WASHINGTON – Home prices in the United States rose again in October as the housing market continues to grow following last year’s coronavirus recession.

The S&P CoreLogic Case-Shiller Home Price Index in 20 cities, released on Tuesday, was up 18.4% in October from a year earlier. The gain marked a slight deceleration from a 19.1% year-on-year increase in September, but was roughly in line with what economists expected.

All 20 cities posted double-digit annual gains. The hottest markets were Phoenix (up 32.3%), Tampa (28.1%) and Miami (25.7%). Minneapolis and Chicago posted the smallest increases, 11.5% each.

The housing market has been strong thanks to the lowest mortgage rates, a limited supply of housing in the market and pent-up demand from consumers stranded by the pandemic last year. Many Americans, tired of being locked in their homes during the pandemic, are looking to move from apartments to houses or larger homes.

“Home price growth will slow further over the coming year, but will continue to rise,” said Danielle Hale, chief economist at Realtor.com. Many will take advantage of the continued flexibility of the workplace to relocate to the suburbs where, despite increases in house prices, many may still find a price per square foot lower than in neighboring towns. “

It is still unclear whether this change is permanent or an aberration, said Craig Lazzara, managing director of S&P Dow Jones Indices.

“We previously suggested that the strength of the US real estate market was due in part to a shift in location preferences as households react to the covid pandemic,” Lazzara said. “More data will be needed to understand whether this increase in demand represents an acceleration in purchasing that would have occurred in the next few years, or reflects a more permanent secular change.”

The National Association of Realtors reported last week that sales of previously occupied homes rose for the third consecutive month in November at a seasonally adjusted annual rate of 6.46 million.

Last week, mortgage rates fell to 3.05% for the 30-year fixed-rate benchmark home loan and to 2.66% for the 15-year fixed-rate benchmark mortgage. Still low rates indicate that credit markets seem more concerned with the omicron variant that depresses economic growth than with the highest inflation rates in nearly 40 years.

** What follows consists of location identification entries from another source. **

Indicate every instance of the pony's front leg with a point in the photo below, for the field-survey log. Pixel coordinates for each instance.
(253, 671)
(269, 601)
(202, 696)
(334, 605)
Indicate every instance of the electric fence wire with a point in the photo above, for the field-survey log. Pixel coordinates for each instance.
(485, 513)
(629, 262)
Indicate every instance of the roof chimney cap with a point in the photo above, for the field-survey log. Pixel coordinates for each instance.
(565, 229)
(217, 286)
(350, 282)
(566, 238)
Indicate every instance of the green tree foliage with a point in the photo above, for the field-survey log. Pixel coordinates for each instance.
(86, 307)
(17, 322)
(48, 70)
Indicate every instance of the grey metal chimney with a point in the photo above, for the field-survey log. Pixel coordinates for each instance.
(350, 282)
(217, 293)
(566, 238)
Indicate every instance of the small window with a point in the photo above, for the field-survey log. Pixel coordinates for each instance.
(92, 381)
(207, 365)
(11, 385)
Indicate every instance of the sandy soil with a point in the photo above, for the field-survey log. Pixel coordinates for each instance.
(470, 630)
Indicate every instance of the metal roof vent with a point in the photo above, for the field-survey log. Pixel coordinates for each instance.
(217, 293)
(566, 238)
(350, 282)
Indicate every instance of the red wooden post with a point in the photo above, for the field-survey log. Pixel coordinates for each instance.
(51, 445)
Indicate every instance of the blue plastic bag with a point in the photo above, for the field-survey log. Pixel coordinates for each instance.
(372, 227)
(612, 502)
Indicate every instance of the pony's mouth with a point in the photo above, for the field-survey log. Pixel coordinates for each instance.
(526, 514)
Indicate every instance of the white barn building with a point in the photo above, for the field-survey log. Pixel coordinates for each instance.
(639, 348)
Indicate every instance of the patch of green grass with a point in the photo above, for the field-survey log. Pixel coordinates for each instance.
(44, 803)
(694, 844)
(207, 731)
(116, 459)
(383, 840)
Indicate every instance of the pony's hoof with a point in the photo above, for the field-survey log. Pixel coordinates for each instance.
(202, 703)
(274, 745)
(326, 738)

A secondary impact of rising house prices is that it means that the limits on compliant mortgages and FHA loans will also be higher. Borrowers can therefore avoid needing a jumbo loan to purchase a property.

Loan limits for conforming loans acquired by Fannie Mae and Freddie Mac, which are reset annually, will increase in 2022. FHA loan limits, which have yet to be announced, will also likely increase due to the price increase. VA loans can be approved for any amount for qualified borrowers as loan limits have been removed for this program effective January 1, 2020.

In most housing markets, the new compliant loan limit will be $ 647,200 in 2022, an increase of $ 98,950 from the limit of $ 548,250 in 2021. Borrowers who need to finance an amount more important to buying a home will need to apply for a jumbo loan, which often has stricter guidelines for borrowers, larger down payment requirements, and sometimes higher interest rates due to the risk associated with a larger loan.

Information for this article was provided by Michele Lerner of the Washington Post.